One evening in the fall of ’14, she was away and we were at/in the big house alone with #3. Of course, when she went up to her room, she may as well have been on another planet because the house is so huge. Anyway, I’d made dinner and went up to bed. Thinking of you, of course. That night, I decided to take a bath rather than a shower. I ran some hot water and added some bubbles. It was very relaxing. While not always…since I was in full “Jill” mode, I wanted to shave my legs. I did. After I’d dried off, I applied a bit of fake tan lotion and prepared for bed. I’ll never forget that night. I was lying there under the same roof thinking of you. I was fantasizing about sneaking downstairs…and into your room. You were in that big bed alone. I wanted to climb into that bed and be with you so much! I wanted to feel your hairy legs rub against my smooth ones…put my face on your chest and just be close to you. What a wonderful thought. I will say – those thoughts lead me to being a bit naughty…I had to get up and shower again. Lol!

Enjoy this day and keep me close. I love you, honey….I love you so much. xo

“When you love someone…”

Hey, baby – hope you’re having a great day. Busy here as usual but wanted to say hi. I’m about to run a few errands and will try to get back home as quickly as possible. The pup has a rough night last night. Once again, I thought I was going to lose him? Though we know it’s imminent, it’s so stressful and heartbreaking. He refused his food (am) yesterday but ate a small amount in the late afternoon. That didn’t go well…he was compelled to drink lots and lots of water then ultimately threw up. I’m sure his liver is going into failure? My plan for years is to keep him with me until he begins to show signs of pain – at that point, I’ll send him on his way. As an RN, I’ve secured the meds and will do it myself. That’s what I did with my other schnauzer back in 2011. He was just shy of 15. Carson is almost exactly the same age now. It’s a simple process and I need privacy (for both of us) at that time. If you can feel my heart from a distance, expect deep sadness that day. Keep us in your thoughts and send us some love…it’s going to be tough.

Not sure where you are…thinking you may be attending the big game in person? If so, have fun and please stay safe. This old world grows ever darker by the hour. The most recent things being posted on X, TT, FB etc regarding the “Epstein” crowd (we know who they are) is even more sick that I could have ever imagined. What an awful group of evil people that rule over this world.

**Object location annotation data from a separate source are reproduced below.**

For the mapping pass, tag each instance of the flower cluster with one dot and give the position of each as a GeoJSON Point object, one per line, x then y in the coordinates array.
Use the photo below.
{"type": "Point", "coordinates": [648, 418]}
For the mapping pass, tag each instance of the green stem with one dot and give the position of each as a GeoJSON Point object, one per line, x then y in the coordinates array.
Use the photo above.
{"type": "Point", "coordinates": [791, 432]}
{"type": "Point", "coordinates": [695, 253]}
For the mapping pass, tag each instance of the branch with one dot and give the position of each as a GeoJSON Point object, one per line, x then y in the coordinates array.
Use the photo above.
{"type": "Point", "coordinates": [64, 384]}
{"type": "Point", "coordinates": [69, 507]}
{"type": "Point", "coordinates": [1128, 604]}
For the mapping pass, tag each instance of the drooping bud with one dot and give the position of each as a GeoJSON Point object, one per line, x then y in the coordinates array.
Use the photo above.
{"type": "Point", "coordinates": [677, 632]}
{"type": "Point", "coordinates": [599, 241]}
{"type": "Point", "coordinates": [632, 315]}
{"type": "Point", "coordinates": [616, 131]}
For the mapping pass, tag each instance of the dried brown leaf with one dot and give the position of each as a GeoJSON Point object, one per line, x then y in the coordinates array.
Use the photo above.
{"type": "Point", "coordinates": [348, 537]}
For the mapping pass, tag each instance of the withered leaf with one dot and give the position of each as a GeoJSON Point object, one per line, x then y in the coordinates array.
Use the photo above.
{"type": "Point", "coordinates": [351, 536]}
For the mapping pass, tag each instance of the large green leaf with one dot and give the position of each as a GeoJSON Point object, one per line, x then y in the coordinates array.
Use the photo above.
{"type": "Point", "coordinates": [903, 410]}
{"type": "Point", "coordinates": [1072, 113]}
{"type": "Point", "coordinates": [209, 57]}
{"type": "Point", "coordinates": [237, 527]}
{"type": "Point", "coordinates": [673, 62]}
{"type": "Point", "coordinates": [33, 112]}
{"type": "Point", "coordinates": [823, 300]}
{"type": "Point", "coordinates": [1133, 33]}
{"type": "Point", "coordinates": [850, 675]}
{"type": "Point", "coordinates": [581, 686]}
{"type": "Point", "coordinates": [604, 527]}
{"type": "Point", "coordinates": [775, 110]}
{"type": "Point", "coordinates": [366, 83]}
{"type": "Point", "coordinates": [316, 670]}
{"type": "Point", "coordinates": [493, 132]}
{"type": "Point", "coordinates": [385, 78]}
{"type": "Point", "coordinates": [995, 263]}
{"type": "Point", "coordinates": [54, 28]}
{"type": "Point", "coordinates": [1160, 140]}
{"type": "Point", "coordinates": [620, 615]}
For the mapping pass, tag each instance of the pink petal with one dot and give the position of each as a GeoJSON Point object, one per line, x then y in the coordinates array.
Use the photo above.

Where ever you are, know that I’m right there in your heart. I love you so….xo

Noah B F…with puppy dog ears (like his daddy) and holding his super soft goose.

I wonder if he’ll ever live? I wonder if we’ll ever hold him?

https://www.facebook.com/share/r/1H1rgsTfF3/?mibextid=wwXI

Hey, honey…

I made it back safely and am happy that portion is now done. Still lots to do but we’ll take it one day at the time. I’ve been watching you lately and am overcome with the vibe that we’ll never be together?! I just can’t shake it. Of course, if we’re never together, then the boys will never be born.

You’ve not made a C video in a long time and any comments (very few of late) “could” be from an actual fan and not even you?! Your cryptic communication on FB, X etc seems even harder to read?

Let me know if you’re leaning towards staying put and leaving the dream I’ve shared behind? While my heart will be broken, I’d rather know now than continue onward. The truth won’t stop me from loving you.